Wagenknecht berief sich auf Angaben des Statistischen Bundesamtes auf eine Anfrage, die sie im Bundestag gestellt hatte. Sie hat nach ihrem Austritt aus der Linken in diesem Jahr die Partei Bündnis Sahra Wagenknecht gegründet, die auch bei der Landtagswahl in Thüringen im September antreten will.

"Lohnabstandsgebot eklatant verletzt"

Aus Thüringen sei in den vergangenen Jahren "viel zu wenig Druck für bessere Löhne" gekommen. "Das wichtige Lohnabstandsgebot wird eklatant verletzt, wenn so viele unter 14 Euro bleiben". Niedriglöhne würden das Arbeitskräfteproblem befördern und die Gesellschaft belasten, erklärte Wagenknecht. "Wir brauchen einen Mindestlohn von mindestens 14 Euro." Damit könnten auch die Steuer- und Beitragszahler in Thüringen entlastet werden. Der Mindestlohn in Deutschland war zu Jahresbeginn auf 12,41 Euro erhöht worden.
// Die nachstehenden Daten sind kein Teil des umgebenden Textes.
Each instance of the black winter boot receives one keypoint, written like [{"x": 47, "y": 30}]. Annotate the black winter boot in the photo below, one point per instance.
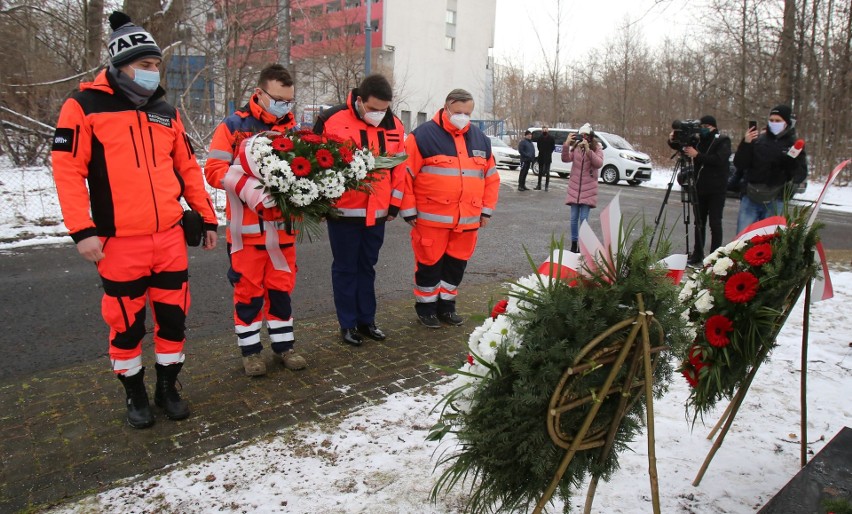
[
  {"x": 139, "y": 413},
  {"x": 166, "y": 395}
]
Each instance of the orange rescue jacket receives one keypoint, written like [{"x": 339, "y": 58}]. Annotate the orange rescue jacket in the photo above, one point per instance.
[
  {"x": 224, "y": 150},
  {"x": 136, "y": 162},
  {"x": 452, "y": 180},
  {"x": 386, "y": 139}
]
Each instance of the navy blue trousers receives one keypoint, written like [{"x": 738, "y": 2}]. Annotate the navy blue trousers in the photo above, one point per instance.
[{"x": 355, "y": 250}]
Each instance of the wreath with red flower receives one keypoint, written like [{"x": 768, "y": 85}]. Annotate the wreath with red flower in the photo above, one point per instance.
[{"x": 738, "y": 303}]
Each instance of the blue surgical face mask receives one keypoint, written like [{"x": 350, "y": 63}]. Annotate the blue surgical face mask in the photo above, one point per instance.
[
  {"x": 146, "y": 79},
  {"x": 279, "y": 108},
  {"x": 776, "y": 127}
]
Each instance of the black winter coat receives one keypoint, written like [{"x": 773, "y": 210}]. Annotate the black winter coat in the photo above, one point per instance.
[
  {"x": 546, "y": 145},
  {"x": 765, "y": 160},
  {"x": 712, "y": 163}
]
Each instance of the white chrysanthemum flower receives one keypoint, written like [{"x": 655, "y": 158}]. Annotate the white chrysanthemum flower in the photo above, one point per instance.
[
  {"x": 722, "y": 266},
  {"x": 734, "y": 246},
  {"x": 687, "y": 290},
  {"x": 303, "y": 192},
  {"x": 704, "y": 301}
]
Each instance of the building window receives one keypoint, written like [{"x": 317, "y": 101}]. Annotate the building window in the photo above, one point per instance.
[{"x": 353, "y": 29}]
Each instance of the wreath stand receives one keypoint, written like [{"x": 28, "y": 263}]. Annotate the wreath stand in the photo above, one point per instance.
[
  {"x": 736, "y": 402},
  {"x": 599, "y": 352}
]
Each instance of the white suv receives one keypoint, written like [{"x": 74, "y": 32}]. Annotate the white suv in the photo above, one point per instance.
[{"x": 621, "y": 161}]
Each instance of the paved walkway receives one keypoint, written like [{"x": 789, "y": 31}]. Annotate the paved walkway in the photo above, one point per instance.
[{"x": 63, "y": 433}]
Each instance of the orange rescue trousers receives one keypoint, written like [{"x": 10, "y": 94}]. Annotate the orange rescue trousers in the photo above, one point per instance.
[
  {"x": 140, "y": 269},
  {"x": 262, "y": 292},
  {"x": 441, "y": 256}
]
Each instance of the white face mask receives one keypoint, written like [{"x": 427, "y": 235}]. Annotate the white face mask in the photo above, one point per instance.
[
  {"x": 460, "y": 120},
  {"x": 776, "y": 127},
  {"x": 374, "y": 118}
]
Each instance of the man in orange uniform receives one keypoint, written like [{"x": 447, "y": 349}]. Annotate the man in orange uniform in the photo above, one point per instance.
[
  {"x": 451, "y": 191},
  {"x": 121, "y": 151},
  {"x": 262, "y": 284},
  {"x": 357, "y": 234}
]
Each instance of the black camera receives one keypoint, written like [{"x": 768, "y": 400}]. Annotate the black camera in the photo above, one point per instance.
[{"x": 686, "y": 132}]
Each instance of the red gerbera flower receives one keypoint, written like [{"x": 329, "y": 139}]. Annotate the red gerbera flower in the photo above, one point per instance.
[
  {"x": 334, "y": 138},
  {"x": 324, "y": 158},
  {"x": 312, "y": 139},
  {"x": 741, "y": 287},
  {"x": 716, "y": 330},
  {"x": 282, "y": 144},
  {"x": 759, "y": 254},
  {"x": 756, "y": 240},
  {"x": 499, "y": 308},
  {"x": 301, "y": 167},
  {"x": 697, "y": 354},
  {"x": 346, "y": 154},
  {"x": 691, "y": 376}
]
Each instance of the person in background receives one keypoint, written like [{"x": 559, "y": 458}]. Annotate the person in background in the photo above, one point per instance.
[
  {"x": 585, "y": 154},
  {"x": 121, "y": 162},
  {"x": 527, "y": 151},
  {"x": 262, "y": 285},
  {"x": 451, "y": 191},
  {"x": 356, "y": 235},
  {"x": 773, "y": 163},
  {"x": 711, "y": 164},
  {"x": 546, "y": 146}
]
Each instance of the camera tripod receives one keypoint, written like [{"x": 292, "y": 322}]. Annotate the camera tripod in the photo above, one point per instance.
[{"x": 688, "y": 196}]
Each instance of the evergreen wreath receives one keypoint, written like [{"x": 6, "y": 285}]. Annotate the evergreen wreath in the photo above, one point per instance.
[
  {"x": 516, "y": 359},
  {"x": 738, "y": 303}
]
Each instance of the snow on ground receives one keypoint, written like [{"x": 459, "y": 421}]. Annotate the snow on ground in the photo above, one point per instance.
[
  {"x": 376, "y": 460},
  {"x": 30, "y": 215}
]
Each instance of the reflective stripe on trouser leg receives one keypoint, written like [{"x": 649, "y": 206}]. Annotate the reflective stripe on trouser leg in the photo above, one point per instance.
[
  {"x": 131, "y": 266},
  {"x": 279, "y": 321},
  {"x": 355, "y": 250},
  {"x": 261, "y": 291}
]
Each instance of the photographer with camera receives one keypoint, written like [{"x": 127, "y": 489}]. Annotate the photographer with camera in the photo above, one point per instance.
[
  {"x": 706, "y": 181},
  {"x": 773, "y": 162},
  {"x": 586, "y": 157}
]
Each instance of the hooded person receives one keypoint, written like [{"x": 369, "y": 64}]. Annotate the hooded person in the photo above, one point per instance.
[
  {"x": 773, "y": 162},
  {"x": 121, "y": 163},
  {"x": 585, "y": 154}
]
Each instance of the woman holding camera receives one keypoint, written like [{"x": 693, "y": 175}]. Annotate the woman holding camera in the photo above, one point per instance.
[{"x": 586, "y": 157}]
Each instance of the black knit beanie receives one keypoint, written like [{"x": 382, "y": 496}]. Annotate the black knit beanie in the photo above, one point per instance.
[{"x": 129, "y": 42}]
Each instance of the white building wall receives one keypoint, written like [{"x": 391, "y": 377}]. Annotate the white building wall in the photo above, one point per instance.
[{"x": 423, "y": 70}]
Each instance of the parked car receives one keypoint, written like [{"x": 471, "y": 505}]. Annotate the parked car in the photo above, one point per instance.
[
  {"x": 621, "y": 160},
  {"x": 504, "y": 155}
]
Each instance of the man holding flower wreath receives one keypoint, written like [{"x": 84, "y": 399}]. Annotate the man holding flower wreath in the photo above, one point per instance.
[
  {"x": 261, "y": 287},
  {"x": 357, "y": 233}
]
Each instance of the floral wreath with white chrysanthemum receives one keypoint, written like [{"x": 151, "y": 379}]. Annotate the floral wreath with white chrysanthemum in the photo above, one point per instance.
[
  {"x": 737, "y": 304},
  {"x": 306, "y": 173}
]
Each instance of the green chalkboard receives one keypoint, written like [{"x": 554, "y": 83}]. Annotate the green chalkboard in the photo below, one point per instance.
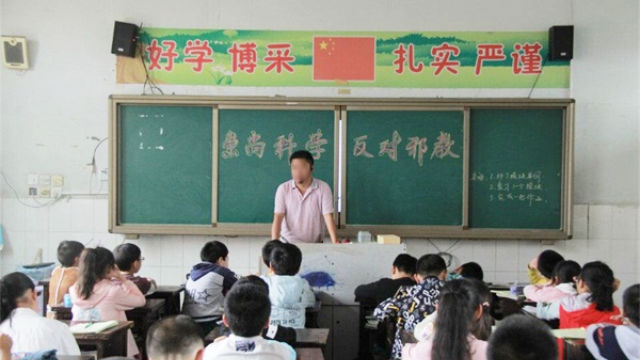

Die Mindestlohn-Forderung von Wagenknecht liege noch einen Euro unter der der Linken, die sich für 15 Euro pro Stunde einsetze, sagte Grosse-Röthig. Zudem habe Thüringens rot-rot-grüne Regierung zusammen mit anderen Landesregierungen mit Linke-Beteiligung in den vergangenen Jahren insgesamt drei Vorstöße im Bundesrat unternommen, um die Hürden für Allgemeinverbindlichkeitserklärungen von Tarifverträgen zu senken. "Das würde für mehr Tarifbindung gerade in Ostdeutschland sorgen", sagte die Chefin der Thüringer Linken der dpa. "Leider gab es dafür in der Länderkammer keine Mehrheiten." Grosse-Röthig verwies zudem auf die Thüringer Diskussion über eine Regelung, nach der Unternehmen, die bei der Vergabe öffentlicher Aufträge zum Zuge kommen wollen, nicht nur Mindestlohn, sondern noch einen Zuschlag von 1,50 Euro pro Stunde zahlen sollen.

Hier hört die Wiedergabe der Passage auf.